Last Friday Dandelion the Bitter Green had a show so I made a simple dinner of rice and lentils with steamed broccoli and our favorite almond butter sauce.



The recipe for almond butter sauce:
Bring a small amount of water (less than a 1/4 cup) to an almost boil.
Add 2 or 3 spoonfuls of almond butter. (I like crunchy but whatever.)
Add 1 or 2 spoonfuls of miso (usually white, "mellow" miso but you could also use a dark miso, like red, barley, or rice).
Add a dash of soy sauce.
Add a dash of sweetener (brown rice syrup is preferred but you could use honey or maple syrup too.)
Mix it all together until it's sauce-like. If it's too thick add more water, but very small amounts. If it's too thin, too bad.

Saturday night I think I ate nothing but popcorn and beer. Yes, living the healthy life style here.

Sunday morning we went to an early morning yoga class and then came back and had a tofu scramble with sweet potato hash browns. We ate it with some not so good bread that we bought which inspired me to try to make my own bread: whole wheat molasses. It was so much fun and delicious that I highly recommend everyone try it. I think I actually squealed when I punched down the dough. Such a great tactical experience.

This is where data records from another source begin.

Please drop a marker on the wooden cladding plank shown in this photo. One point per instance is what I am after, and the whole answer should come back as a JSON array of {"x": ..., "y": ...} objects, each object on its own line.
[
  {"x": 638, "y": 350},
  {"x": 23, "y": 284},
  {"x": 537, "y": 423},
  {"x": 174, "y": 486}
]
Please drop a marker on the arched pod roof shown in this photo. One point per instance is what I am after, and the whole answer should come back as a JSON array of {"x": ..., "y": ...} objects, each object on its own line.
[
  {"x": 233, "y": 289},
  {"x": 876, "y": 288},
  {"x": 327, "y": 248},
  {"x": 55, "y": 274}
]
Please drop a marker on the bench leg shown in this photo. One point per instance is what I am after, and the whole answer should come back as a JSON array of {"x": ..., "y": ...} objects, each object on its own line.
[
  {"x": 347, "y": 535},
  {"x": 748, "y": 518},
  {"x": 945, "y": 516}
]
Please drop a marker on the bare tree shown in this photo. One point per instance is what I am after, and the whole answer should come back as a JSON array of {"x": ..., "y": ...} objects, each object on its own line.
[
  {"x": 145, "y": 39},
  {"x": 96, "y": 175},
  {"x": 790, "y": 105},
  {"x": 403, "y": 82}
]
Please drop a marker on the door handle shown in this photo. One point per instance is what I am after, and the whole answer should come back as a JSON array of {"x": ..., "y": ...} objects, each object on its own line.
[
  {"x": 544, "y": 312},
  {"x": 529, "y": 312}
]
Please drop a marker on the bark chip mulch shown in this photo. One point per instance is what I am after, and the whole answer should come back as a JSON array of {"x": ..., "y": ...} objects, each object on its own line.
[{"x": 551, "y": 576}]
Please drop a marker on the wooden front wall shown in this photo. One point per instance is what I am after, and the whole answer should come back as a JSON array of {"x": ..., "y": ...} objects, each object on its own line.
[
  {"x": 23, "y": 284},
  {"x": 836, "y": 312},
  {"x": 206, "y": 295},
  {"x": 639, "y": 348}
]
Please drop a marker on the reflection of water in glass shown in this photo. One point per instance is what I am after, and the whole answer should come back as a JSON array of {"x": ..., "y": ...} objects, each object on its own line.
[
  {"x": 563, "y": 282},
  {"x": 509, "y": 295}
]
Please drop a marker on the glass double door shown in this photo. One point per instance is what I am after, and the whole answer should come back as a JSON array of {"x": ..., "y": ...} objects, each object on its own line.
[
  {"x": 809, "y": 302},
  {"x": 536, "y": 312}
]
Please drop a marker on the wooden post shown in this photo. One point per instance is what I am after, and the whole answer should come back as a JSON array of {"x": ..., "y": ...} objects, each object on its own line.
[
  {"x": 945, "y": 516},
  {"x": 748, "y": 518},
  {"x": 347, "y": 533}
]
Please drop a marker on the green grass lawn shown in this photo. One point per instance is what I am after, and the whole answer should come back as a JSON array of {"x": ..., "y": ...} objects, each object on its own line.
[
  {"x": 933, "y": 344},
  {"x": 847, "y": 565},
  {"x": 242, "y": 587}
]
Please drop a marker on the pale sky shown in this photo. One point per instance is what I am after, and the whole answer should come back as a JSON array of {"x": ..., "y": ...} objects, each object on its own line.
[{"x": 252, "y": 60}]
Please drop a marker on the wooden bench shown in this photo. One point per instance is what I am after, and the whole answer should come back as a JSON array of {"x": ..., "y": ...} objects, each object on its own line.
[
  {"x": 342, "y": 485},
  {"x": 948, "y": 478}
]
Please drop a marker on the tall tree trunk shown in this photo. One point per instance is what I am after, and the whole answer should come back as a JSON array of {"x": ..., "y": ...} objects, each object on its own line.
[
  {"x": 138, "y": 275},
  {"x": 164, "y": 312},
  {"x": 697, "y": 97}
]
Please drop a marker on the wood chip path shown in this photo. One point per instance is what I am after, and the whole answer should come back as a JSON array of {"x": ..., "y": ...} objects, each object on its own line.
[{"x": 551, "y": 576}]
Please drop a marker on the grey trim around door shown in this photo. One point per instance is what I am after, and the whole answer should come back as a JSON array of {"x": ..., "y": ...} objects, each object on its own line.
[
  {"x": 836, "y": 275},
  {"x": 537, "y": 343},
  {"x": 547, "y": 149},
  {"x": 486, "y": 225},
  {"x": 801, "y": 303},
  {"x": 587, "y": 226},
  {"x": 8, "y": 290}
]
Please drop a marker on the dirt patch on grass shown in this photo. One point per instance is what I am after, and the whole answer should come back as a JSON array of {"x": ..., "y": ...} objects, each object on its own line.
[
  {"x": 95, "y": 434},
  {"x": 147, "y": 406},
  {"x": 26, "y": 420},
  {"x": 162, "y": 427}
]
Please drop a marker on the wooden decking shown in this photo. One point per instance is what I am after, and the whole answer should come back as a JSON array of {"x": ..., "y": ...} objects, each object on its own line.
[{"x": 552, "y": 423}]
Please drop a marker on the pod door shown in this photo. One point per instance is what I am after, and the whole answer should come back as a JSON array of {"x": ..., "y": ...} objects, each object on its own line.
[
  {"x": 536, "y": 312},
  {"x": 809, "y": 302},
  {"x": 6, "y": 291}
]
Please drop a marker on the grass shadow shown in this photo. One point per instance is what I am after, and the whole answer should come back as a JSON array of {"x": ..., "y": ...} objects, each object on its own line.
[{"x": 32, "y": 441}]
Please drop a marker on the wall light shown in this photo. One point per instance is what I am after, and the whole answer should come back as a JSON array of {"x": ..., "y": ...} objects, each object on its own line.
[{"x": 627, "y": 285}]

Monday night was the red lentil cauliflower curry that I've made before plus steamed chard with lemon. This led to Tuesday night deciding to make roti, a whole wheat Indian flatbread. The recipe claimed it would only take 30 minutes. I had barely an hour before a booksigning and I only had time to make the dough and roll it out, not bake it. It was quite delicious especially with the leftover curry, but still, Veganomicon, don't lie to me! 30 minutes is quite different from the hour and half or more that it took me to make them.





Tonight, leftover rice, a stir fry of broccoli and carrots with a lovely broiled tofu (lime flavor this time).